The big stories in America This Week:

Fauci Exits Dr. Anthony Fauci, the chief medical adviser to both Donald Trump and Joe Biden and the head of the National Institute of Allergy and Infectious Diseases (NIAID), resigned this week after roughly 50 years in government service. Fauci came to be an incredibly divisive figure both during the AIDS crisis (for slowness of government response) and during the Covid-19 years (when he became a symbol of imperious elites, of mask mandates and shutdowns, and of the unresolved questions surrounding Covid’s origin). On the Democratic side, Fauci remains a lionized, almost saintly figure, whose legacy is that of a martyr to “science” in an age of an increasingly conspiracy-minded, mistrusting populace. Republicans meanwhile were not so appreciative of Fauci’s predilection for confusing himself with “science,” a la this infamous reply to critics: “They’re really criticizing science because I represent science.” Some pundits believe the polarizing doctor’s exit will help Democrats in the midterms, while Republicans are seething that Fauci is “conveniently” stepping down before a possible congressional investigation.
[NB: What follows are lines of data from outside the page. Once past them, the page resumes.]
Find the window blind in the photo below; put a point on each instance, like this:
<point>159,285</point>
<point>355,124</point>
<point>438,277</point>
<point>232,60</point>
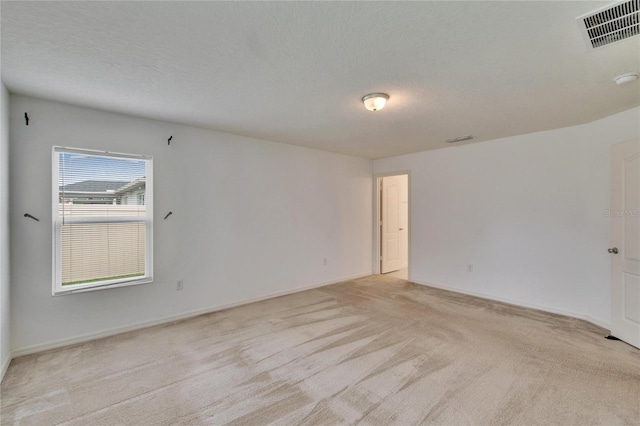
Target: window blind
<point>102,219</point>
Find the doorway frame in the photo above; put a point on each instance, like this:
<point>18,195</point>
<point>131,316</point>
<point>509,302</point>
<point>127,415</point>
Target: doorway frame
<point>377,238</point>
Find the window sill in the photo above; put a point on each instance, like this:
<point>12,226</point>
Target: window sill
<point>79,289</point>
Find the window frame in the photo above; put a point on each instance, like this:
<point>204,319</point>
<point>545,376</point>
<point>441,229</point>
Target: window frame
<point>57,223</point>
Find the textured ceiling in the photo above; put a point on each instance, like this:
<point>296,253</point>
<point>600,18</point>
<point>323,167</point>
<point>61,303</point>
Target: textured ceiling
<point>294,72</point>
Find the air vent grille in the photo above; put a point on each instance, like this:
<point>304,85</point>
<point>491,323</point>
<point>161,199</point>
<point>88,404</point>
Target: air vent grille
<point>614,23</point>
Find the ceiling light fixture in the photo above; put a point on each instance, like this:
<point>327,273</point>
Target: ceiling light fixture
<point>375,101</point>
<point>626,78</point>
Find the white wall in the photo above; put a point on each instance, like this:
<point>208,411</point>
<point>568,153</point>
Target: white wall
<point>5,328</point>
<point>250,219</point>
<point>528,212</point>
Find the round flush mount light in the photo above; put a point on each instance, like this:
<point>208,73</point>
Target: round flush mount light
<point>375,101</point>
<point>626,78</point>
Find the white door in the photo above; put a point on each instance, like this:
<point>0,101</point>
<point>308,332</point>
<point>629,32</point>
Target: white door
<point>625,239</point>
<point>391,229</point>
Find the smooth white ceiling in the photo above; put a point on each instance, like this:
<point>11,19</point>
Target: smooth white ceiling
<point>294,72</point>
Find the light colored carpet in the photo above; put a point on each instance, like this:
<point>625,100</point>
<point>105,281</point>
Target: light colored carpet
<point>377,350</point>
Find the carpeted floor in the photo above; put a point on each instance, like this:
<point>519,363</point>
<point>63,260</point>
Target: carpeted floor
<point>377,350</point>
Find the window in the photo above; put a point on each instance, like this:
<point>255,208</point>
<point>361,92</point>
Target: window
<point>102,220</point>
Goodbye quotes: Georgetown law professor Lawrence Gostin, who specializes in health and calls himself a friend, said Fauci “got caught in the rabid politicization of American culture, and he has got caught right in the crosshairs of the COVID culture wars.” Probable Republican Presidential candidate Ron DeSantis, meanwhile, said, “Someone needs to grab that little elf and chuck him across the Potomac.” Wherever the octogenarian goes in the “next chapter” of his career, Fauci will likely forever be defined by his seeming embrace of the idea that a post-Covid return to normal “might not ever happen,” because “the threat is there.” Are we happy with the “new normal”?
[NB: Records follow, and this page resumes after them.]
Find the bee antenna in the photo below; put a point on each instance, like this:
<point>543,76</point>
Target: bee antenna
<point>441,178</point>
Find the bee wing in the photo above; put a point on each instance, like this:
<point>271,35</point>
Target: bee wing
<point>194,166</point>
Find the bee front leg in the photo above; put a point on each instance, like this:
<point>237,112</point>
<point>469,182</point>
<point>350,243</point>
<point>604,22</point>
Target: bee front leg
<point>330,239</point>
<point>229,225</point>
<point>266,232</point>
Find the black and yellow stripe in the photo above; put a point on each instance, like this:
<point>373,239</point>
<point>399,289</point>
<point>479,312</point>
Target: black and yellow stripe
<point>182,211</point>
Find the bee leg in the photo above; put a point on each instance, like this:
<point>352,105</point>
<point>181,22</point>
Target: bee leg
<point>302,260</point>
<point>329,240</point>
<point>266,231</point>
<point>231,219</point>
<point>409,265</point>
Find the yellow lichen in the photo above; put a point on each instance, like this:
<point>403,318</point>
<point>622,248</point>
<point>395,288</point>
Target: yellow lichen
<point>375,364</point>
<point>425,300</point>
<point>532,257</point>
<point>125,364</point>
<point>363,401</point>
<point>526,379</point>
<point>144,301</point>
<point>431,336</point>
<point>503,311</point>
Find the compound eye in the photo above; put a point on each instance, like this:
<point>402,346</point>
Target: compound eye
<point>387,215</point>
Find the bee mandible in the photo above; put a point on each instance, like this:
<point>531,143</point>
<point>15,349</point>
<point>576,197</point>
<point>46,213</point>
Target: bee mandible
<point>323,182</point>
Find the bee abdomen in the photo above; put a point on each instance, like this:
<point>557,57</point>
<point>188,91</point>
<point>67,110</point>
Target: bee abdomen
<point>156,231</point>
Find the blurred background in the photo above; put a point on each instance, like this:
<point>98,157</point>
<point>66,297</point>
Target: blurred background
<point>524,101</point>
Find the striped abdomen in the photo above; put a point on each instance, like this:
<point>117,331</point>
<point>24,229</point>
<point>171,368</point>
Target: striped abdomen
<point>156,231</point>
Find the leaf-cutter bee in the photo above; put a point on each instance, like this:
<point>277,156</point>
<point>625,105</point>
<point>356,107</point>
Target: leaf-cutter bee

Biden Seemingly Fulfills Student Debt Promise President Joe Biden announced a plan for “targeted student debt cancellation” that would allow holders of education loans to cancel “up to” $10,000 in debt, $20,000 if they’re “low-income” borrowers. An independent analysis by University of Pennsylvania economists put the potential price tag of the program at $300 billion, others say less: CNBC estimated the cost at $2000 per person nationally. Biden’s student loan move reportedly fulfills a promise to former rival Bernie Sanders, and significantly, it extended for a “final” time the pause on student loan payments begun under the Trump administration. This will allow Biden to elude the political fallout that might have come from ending the pause before midterms. The debt cancelation plan got favorable reviews from many, though far from all, mainstream analysts (“Is this the best use of $200 billion?” mused Paul Krugman) and some student debt activists worried that language like “up to $10,000” along with an array of means-testing procedures could make it difficult for student debt holders to take advantage. The federal government doesn’t have the best record on debt repayment plans. For instance, the Income-Driven Repayment (IDR) program had several million enrollees, but as of 2021, only 32 beneficiaries. Still, this was a “day of joy and relief” for people like Massachusetts Democrat Elizabeth Warren, while Texas Republican Ted Cruz denounced it as “Insane — and illegal!” It’s difficult to judge the plan until we see how it works in the end, and it doesn’t address the key issue of education costs skyrocketing thanks in large part to basically unlimited federal lending, but the government extending any multibillion-dollar relief gesture to anyone but Wall Street banks is at least a little bit notable.